Because of that association with short-term thinking, ETFs met with resistance at Vanguard, where founder John Bogle's gospel of long-term, low-cost investing is ingrained in the culture.
"We wanted to make sure we were doing it our way and in a way that was not just, I'll say, pandering to short-term fads, but was really built upon long-term principles," said Vanguard's current chairman and chief executive officer, F. William McNabb III.
"Maybe we were a little slower to get going than we should have been in hindsight, but on the other hand I feel really good about the way we've done it. I think the track record now is beginning to show that," McNabb said.
Vanguard, based in Tredyffrin Township, Chester County, is the nation's biggest mutual fund company with $1.38 trillion under management as of Nov. 30, according to the Investment Company Institute, a trade group. It is among the biggest employers in the region, with 9,200 of its 12,300 employees here.

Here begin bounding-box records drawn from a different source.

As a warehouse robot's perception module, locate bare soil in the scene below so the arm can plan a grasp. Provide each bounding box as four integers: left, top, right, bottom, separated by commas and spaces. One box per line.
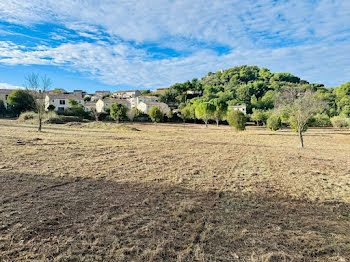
0, 120, 350, 261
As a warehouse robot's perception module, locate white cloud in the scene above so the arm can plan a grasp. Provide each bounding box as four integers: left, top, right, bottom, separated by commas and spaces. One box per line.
0, 0, 350, 87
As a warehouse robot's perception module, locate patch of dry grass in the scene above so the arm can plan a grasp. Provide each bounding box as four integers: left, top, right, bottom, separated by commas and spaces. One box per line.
0, 120, 350, 261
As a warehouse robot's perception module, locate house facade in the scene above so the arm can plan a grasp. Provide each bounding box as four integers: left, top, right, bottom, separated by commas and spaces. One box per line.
84, 101, 96, 112
113, 90, 141, 99
129, 96, 158, 108
136, 102, 169, 115
96, 98, 131, 113
45, 93, 84, 111
0, 89, 16, 108
90, 91, 112, 101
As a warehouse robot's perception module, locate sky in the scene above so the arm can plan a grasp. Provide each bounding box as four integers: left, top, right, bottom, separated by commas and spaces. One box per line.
0, 0, 350, 92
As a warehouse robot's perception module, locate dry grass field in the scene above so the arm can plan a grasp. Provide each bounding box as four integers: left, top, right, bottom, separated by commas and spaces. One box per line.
0, 120, 350, 262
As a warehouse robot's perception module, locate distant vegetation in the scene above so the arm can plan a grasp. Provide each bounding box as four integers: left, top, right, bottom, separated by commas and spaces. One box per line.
0, 65, 350, 145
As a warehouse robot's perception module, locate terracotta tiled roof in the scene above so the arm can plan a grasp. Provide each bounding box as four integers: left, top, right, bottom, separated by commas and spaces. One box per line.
47, 94, 83, 100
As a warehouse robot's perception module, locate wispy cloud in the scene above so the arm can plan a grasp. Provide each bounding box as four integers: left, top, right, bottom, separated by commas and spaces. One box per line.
0, 83, 23, 89
0, 0, 350, 87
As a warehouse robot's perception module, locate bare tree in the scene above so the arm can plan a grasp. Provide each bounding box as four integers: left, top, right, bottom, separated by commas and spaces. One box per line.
126, 107, 136, 122
25, 73, 51, 132
276, 87, 327, 147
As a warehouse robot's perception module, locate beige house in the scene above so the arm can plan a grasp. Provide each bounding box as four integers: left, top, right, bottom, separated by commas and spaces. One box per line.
113, 90, 141, 98
45, 93, 84, 111
84, 101, 96, 112
96, 98, 131, 113
129, 96, 158, 107
229, 105, 247, 115
136, 102, 169, 115
0, 89, 16, 108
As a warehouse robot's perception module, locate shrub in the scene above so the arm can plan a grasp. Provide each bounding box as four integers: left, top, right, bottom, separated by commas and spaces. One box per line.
250, 108, 270, 126
331, 116, 350, 128
267, 114, 282, 131
18, 111, 38, 121
309, 114, 332, 127
226, 110, 247, 131
149, 106, 164, 123
47, 105, 55, 111
110, 103, 128, 123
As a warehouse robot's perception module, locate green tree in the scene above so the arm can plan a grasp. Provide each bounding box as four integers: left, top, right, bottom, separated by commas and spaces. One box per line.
84, 96, 91, 102
181, 105, 192, 123
278, 87, 327, 147
267, 114, 282, 131
250, 108, 270, 126
195, 102, 215, 127
166, 109, 174, 120
0, 100, 6, 117
7, 89, 35, 116
226, 110, 247, 131
148, 106, 164, 123
67, 99, 85, 117
110, 103, 128, 123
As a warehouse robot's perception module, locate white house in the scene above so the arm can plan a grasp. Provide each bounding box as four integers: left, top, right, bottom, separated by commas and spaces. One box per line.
45, 93, 84, 111
84, 101, 96, 112
90, 91, 111, 101
0, 89, 16, 108
96, 98, 131, 113
113, 90, 141, 98
136, 102, 169, 115
229, 105, 247, 114
129, 96, 158, 107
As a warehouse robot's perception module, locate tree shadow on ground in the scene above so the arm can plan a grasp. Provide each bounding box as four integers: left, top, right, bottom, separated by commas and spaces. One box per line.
0, 173, 350, 261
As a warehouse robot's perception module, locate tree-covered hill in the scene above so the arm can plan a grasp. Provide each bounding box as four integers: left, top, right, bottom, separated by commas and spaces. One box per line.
160, 65, 350, 123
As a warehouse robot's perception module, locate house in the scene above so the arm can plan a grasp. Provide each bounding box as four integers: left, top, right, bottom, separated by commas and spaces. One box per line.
113, 90, 141, 98
229, 105, 247, 114
137, 102, 169, 115
0, 89, 16, 108
96, 98, 131, 113
129, 96, 158, 107
45, 93, 84, 111
186, 90, 202, 99
84, 101, 96, 112
154, 87, 169, 95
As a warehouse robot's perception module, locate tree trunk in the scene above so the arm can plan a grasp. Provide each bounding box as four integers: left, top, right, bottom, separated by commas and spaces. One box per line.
299, 130, 304, 148
38, 116, 42, 132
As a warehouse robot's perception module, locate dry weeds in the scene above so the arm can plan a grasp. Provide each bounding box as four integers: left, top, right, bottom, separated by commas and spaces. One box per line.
0, 120, 350, 261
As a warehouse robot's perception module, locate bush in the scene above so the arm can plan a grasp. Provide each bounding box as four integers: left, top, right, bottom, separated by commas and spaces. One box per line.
226, 110, 247, 131
288, 117, 309, 132
110, 103, 128, 123
250, 108, 270, 126
309, 114, 332, 127
267, 114, 282, 131
18, 111, 38, 121
331, 116, 350, 128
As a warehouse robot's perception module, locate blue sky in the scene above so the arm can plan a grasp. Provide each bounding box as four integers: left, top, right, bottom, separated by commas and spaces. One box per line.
0, 0, 350, 92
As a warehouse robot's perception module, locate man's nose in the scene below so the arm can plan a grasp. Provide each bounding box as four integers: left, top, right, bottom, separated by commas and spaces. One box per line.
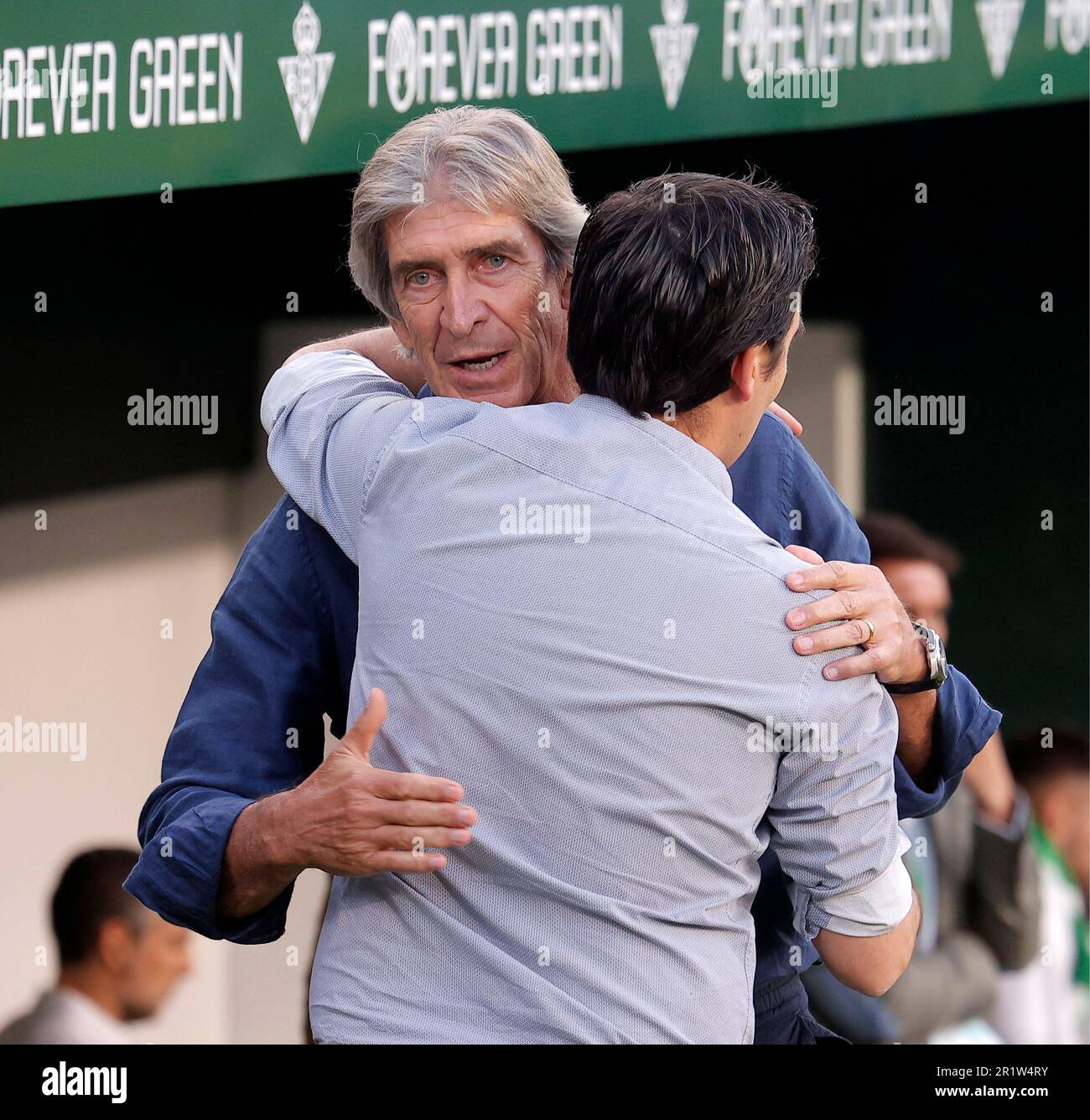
439, 274, 485, 338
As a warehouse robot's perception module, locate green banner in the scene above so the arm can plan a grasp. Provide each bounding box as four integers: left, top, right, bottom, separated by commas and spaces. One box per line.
0, 0, 1090, 206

Being a significant player in the ETF market is important to Vanguard's future, if analysts who predict continued ETF growth are right.
Vanguard opened its first ETF in 2001, but the company has become a force only in the last two years, when its ETF assets more than tripled, to $148.23 billion from $45.52 billion. That put it in third place in the industry. Vanguard spurred sales last year by eliminating commissions on ETFs bought and sold through its brokerage unit.
BlackRock Inc.'s iShares remain firmly in the lead, with $448.5 billion in U.S. assets at the end of last year, but iShares' market share has fallen to 44.6 percent from 59.3 percent at the end of 2006, data from Strategic Insight, a research firm, showed.